Actions in the postal sector

BEPTOM helped to install, maintain and regulate postal networks including the creation of postage stamps if territories and countries asked for it. BEPTOM provided the necessary expertise in the form of French stamp designers and engravers and the French Post's printing plant, the Imprimerie des timbres-poste et des valeurs fiduciaires.

In 1894 the Minister of Colonies began selling stamps to collectors through the Agence des timbres-poste d'outre-mer (ATPOM, Overseas Postage Stamp Agency), located first on the avenue de la Bourdonnais, then at the Pavillon de Flore in the Louvre Palace, and after at different addresses: 10 rue du Mont-Thabor, rue Vaneau and 80 rue du Faubourg-Saint-Denis.[4] African post offices used this sales outlet to make their stamps available at low cost.

At the beginning of the 1990s, the oversea territories and African countries' post offices were inform of the project to close the BEPTOM. La Poste postage stamp agency, the Postage Stamp and Philately National Service, proposed its printing service to the Overseas collectivities, its subsidiaries in Mayotte and Saint-Pierre-et-Miquelon and the independent public postal operators in New Caledonia, French Polynesia and Wallis-et-Futuna.[4]

In Africa, BEPTOM helped post offices took two ways on the market of postage stamp creation: either they hired printers to print their philatelic program, or they gave an agency the contract of creating, printing and selling this program. Depending on the countries' financial possibilities and need in postage stamps for their interior market, some kept a controlled policy of stamp issues like Mali that hired reputed printers like Courvoisier and the Tunisian post. Others lost control of their issuing policy like Burkina Faso: agencies proposed on the philatelic market many stamps without any thematic links to the country. From the creation of the WADP Numbering System (WNS) and the discovery of illegal stamps, never ordered by the countries they bore the name, former BEPTOM helped countries in Francophone Africa had retook charge of their philatelic programs.[5]

Actions in the telecommunication sector

By its actions financed partly with public subventions and unbilled to the helped countries, the BEPTOM competeted with the Société française d'études de télécommunications and France Câbles et Radio, even if the latter controlled the international communication market of around fifteen countries without financing and maintaining the interior network. Progressively, to respect competitors, the BEPTOM limited itself to urgency interventions and to help privatized France Télécom take step in these markets.[1]

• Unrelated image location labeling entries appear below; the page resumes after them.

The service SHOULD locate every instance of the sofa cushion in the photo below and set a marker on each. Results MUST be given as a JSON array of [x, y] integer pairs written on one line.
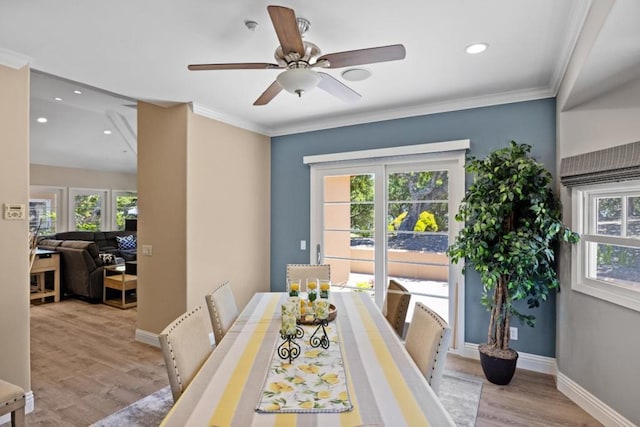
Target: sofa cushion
[[107, 258], [90, 247], [50, 243], [127, 242], [76, 235]]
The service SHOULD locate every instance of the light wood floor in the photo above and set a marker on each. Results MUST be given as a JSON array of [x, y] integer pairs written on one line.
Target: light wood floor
[[86, 365]]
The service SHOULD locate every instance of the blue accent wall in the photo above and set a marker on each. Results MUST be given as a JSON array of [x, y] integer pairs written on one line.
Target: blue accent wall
[[488, 128]]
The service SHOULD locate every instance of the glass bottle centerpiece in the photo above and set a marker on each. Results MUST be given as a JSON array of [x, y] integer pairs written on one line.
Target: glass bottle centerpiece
[[312, 289]]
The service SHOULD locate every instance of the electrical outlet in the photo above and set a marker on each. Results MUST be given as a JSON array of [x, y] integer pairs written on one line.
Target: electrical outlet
[[513, 333]]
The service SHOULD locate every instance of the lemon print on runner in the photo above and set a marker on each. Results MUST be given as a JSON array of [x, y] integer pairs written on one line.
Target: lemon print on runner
[[330, 378], [323, 394], [312, 353], [309, 369], [306, 405], [280, 387]]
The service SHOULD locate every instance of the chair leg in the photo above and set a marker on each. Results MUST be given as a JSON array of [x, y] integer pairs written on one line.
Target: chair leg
[[17, 418]]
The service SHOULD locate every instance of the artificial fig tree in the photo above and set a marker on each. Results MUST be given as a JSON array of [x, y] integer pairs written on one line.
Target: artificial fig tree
[[512, 224]]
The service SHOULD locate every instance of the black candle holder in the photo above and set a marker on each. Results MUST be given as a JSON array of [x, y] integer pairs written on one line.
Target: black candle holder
[[290, 349], [320, 339]]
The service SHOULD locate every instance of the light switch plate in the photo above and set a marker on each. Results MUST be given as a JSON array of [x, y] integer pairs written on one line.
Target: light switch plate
[[15, 211]]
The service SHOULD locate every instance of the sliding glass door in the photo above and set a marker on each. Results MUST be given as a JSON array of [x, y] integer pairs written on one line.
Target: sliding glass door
[[389, 220]]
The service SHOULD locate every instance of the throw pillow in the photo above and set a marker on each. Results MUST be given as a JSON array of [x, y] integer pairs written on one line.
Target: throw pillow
[[107, 259], [127, 242]]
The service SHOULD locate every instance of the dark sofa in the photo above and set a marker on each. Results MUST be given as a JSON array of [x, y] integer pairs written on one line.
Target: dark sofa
[[81, 267], [106, 241]]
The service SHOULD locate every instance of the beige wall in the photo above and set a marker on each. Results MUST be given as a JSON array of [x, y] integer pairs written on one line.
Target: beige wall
[[204, 206], [81, 178], [228, 220], [162, 201], [14, 259]]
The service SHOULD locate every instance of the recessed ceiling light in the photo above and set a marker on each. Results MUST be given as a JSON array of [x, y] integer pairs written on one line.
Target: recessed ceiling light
[[476, 48], [356, 74]]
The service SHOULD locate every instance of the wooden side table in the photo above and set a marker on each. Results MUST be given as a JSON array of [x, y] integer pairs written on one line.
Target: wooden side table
[[116, 278], [46, 261]]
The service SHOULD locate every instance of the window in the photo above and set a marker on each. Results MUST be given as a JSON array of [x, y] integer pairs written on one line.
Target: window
[[607, 216], [45, 210], [384, 213], [125, 206], [87, 209]]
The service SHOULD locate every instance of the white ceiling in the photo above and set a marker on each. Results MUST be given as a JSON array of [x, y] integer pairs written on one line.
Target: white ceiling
[[140, 50]]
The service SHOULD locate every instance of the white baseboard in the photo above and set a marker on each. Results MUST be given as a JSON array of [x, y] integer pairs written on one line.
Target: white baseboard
[[28, 407], [587, 401], [565, 385], [147, 337], [530, 362]]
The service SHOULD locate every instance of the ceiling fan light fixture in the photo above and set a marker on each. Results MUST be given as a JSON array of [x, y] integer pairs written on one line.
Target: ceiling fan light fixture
[[476, 48], [298, 80]]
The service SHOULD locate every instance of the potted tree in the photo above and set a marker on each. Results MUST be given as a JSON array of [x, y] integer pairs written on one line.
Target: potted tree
[[512, 224]]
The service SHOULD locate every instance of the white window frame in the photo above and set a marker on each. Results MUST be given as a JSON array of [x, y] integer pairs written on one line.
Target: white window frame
[[61, 208], [583, 222], [447, 155], [114, 208], [105, 213]]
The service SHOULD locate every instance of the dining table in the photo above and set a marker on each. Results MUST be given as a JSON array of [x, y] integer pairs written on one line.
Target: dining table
[[381, 385]]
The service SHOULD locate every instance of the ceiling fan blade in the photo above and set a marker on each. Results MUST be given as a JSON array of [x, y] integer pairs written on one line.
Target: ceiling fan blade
[[286, 26], [363, 56], [269, 94], [338, 89], [236, 66]]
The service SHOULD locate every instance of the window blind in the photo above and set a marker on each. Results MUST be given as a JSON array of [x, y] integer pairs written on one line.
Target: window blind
[[620, 163]]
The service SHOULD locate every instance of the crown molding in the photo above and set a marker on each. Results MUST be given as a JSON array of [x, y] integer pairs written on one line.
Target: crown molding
[[378, 116], [230, 120], [579, 12], [13, 59], [413, 111]]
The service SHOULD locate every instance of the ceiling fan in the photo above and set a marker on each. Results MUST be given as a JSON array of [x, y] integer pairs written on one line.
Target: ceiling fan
[[299, 59]]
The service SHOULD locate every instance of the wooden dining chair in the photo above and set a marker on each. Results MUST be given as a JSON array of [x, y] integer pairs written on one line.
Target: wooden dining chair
[[303, 272], [428, 340], [223, 310], [185, 346], [398, 298]]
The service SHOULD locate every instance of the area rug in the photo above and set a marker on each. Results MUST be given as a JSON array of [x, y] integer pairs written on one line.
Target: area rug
[[459, 393]]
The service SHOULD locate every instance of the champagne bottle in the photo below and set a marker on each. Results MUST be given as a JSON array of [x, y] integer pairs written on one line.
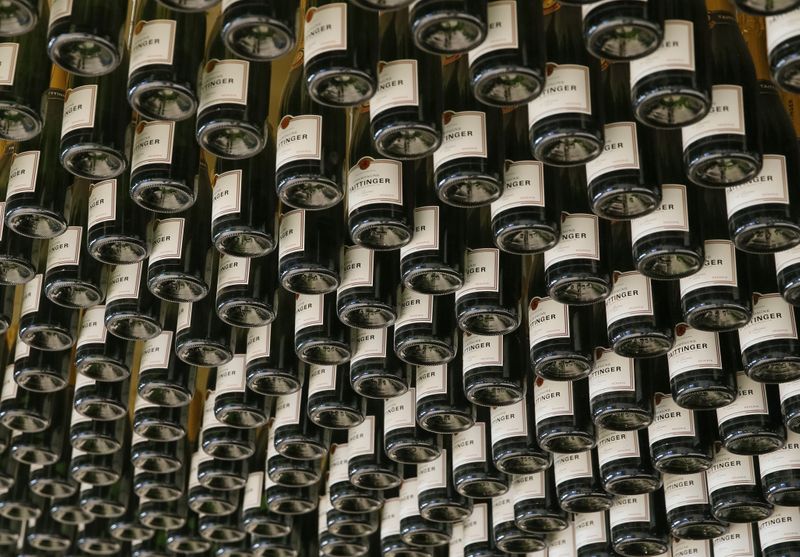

After the BEPTOM disappeared, French associations, such as CSDPTT, continued the cooperative actions in Africa.

References and sources

Notes
  1. Jean-Louis Fullsack and Bruno Jaffré, "Pour la refondation de la coopération publique bilatérale française dans le domaine des télécommunications ", May 2003, retrieved 7 February 2007.
  2. BEPTOM was established by decree #56-1229 of 3 December 1956, modified by decree #57-481 of 4 April 1957.
  3. Decree #94-1142 of 22 December 1994 on legifrance.gouv.fr and on admi.net.
  4. Timbroscopie #118, November 1994, page 83.
  5. Michel Melot, "L'Afrique francophone, le nouvel eldorado des collectionneurs ?", article published in Timbres magazine #76, February 2007, pages 38-43.